© JUNGE FREIHEIT Verlag GmbH & Co. www.jungefreiheit.de 17/18 / 20. April 2018

Nicht grün über rote Roben
Bundesverfassungsgericht: In Karlsruhe müssen Posten neu besetzt werden / Verschiedene Koalitionen machen die Auswahl kompliziert
Jörg Kürschner

Das wird ausgekungelt, warum sollte man das bestreiten“, räumte der FDP-Rechtsexperte Detlef Kleinert unumwunden ein, nachdem er seinen Sozius Johann Friedrich Henschel zum Bundesverfassungsrichter gemacht hatte. Diese Worte sind 1995 in einer renommierten hannoverschen Anwaltskanzlei gefallen. Und der langjährige Bundestagsabgeordnete, ein mächtiger Strippenzieher im Hintergrund, fügte hinzu: „Im Wahlmännergremium ist noch kein Verfassungsrichter gemacht worden.“ Eine Einschätzung, die seinerzeit für Empörung sorgte, aber der Wahrheit entsprach.

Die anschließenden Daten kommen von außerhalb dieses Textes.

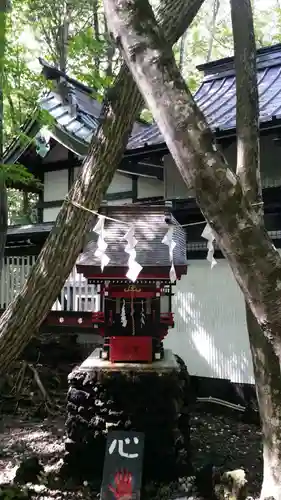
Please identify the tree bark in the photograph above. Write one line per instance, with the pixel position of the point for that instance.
(265, 361)
(254, 260)
(25, 314)
(3, 191)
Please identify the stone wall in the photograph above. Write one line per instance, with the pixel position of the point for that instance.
(149, 401)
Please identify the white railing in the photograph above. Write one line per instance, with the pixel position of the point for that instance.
(76, 294)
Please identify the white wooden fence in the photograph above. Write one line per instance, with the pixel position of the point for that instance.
(76, 295)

Grüne drängen erneut nach Karlsruhe

Über 20 Jahre später steht der Richterwahlausschuß wieder einmal vor der Aufgabe, neue Verfassungsrichter zu bestimmen. Das 32köpfige Gremium besteht zur Hälfte aus vom Bundestag berufenen Mitgliedern sowie 16 Landesministern. Gewählt ist nur, wer eine Zweidrittelmehrheit erreicht. Da weder CDU/CSU noch SPD einen Kandidaten allein durchbringen konnten, haben sie sich abwechselnd das Vorschlagsrecht eingeräumt. Gelegentlich kamen auch Bewerber der FDP und der Grünen zum Zug, aus koalitionspolitischen Gründen. 

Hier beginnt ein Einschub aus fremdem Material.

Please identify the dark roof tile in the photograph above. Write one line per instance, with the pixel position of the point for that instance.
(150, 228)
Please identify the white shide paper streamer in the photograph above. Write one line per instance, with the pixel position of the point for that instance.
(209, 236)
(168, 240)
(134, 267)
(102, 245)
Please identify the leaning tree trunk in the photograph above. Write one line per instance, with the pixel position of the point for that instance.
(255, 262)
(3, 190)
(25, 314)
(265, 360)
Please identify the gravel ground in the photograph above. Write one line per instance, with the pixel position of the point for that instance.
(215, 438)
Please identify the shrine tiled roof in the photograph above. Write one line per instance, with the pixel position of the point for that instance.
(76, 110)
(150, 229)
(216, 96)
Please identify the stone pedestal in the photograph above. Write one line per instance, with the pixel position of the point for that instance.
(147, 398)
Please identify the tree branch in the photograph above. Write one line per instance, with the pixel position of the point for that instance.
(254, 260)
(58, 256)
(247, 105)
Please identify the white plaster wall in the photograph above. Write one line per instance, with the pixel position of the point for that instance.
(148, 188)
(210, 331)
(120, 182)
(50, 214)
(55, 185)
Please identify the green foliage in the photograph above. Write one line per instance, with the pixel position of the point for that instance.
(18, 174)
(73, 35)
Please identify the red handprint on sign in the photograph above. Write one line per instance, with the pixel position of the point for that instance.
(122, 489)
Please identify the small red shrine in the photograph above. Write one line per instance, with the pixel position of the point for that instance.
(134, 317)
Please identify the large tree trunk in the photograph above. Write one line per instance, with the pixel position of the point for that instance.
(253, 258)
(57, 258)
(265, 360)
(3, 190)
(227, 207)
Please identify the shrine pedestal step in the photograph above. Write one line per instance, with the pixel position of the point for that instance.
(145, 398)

Zuletzt waren das Andreas Paulus für die FDP (2010) und Susanne Baer für die Grünen (2011). Die verpartnerte Juristin hatte sich an der Berliner Humboldt-Universität mit Gender-Studien befaßt, was unter den traditionell konservativen Juristen nicht unbedingt als Empfehlung für das höchste deutsche Gericht galt. Gewählt wurde Baer gleichwohl, denn die Hüter des Grundgesetzes haben sich in der Vergangenheit um Überparteilichkeit bemüht und so manche Parteiführung enttäuscht. 

Eine knappe Dekade später drängt es die Grünen erneut nach Karlsruhe; unter deutlich veränderten politischen Bedingungen. Im Bundestag sind Union und SPD von einer Zweidrittelmehrheit weit entfernt, die 16 Bundesländer werden von 13 verschiedenen Koalitionen regiert. Mit anderen Worten, das mittlerweile zerklüftete politische Gelände hat die Mehrheitsverhältnisse unübersichtlich gemacht und erschwert Nominierungen. 

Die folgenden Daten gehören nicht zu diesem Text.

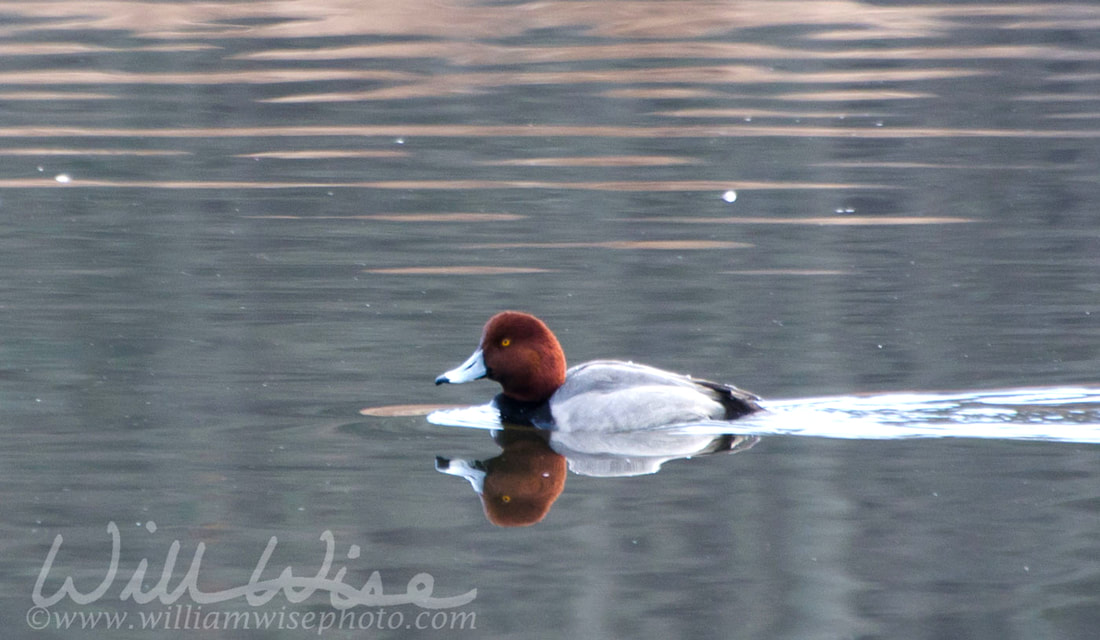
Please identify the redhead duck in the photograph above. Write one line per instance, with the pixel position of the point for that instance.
(518, 351)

Anders als zu Bonner-Kungelzeiten sind Union und SPD jetzt auf die Grünen angewiesen, die an neun der 16 Landesregierungen beteiligt sind. Die erforderliche Zweidrittelmehrheit gibt es nur mit der Ökopartei, die im Bundestag ihre Rolle als kleinste Oppositionsfraktion sucht. Um so mehr giert die Parteispitze, frustriert durch das Scheitern der Jamaika-Verhandlungen, nach politischen Erfolgen. Zusammen mit Baden-Württembergs Ministerpräsident Winfried Kretschmann pocht sie auf eine informelle Verabredung aus dem Jahr 2016. Damals waren sich Union, SPD und Grüne einig, daß diese jeden fünften von der Länderkammer zu bestimmenden Richter vorschlagen dürfen. Zwei Jahre später wollen Union und SPD davon nichts mehr wissen. Mehrere Gespräche verliefen ergebnislos, die Grünen drohen mit Blockade. Die Ministerpräsidenten müssen sich spätestens bis zur  Bundesratssitzung am 8. Juni einigen. 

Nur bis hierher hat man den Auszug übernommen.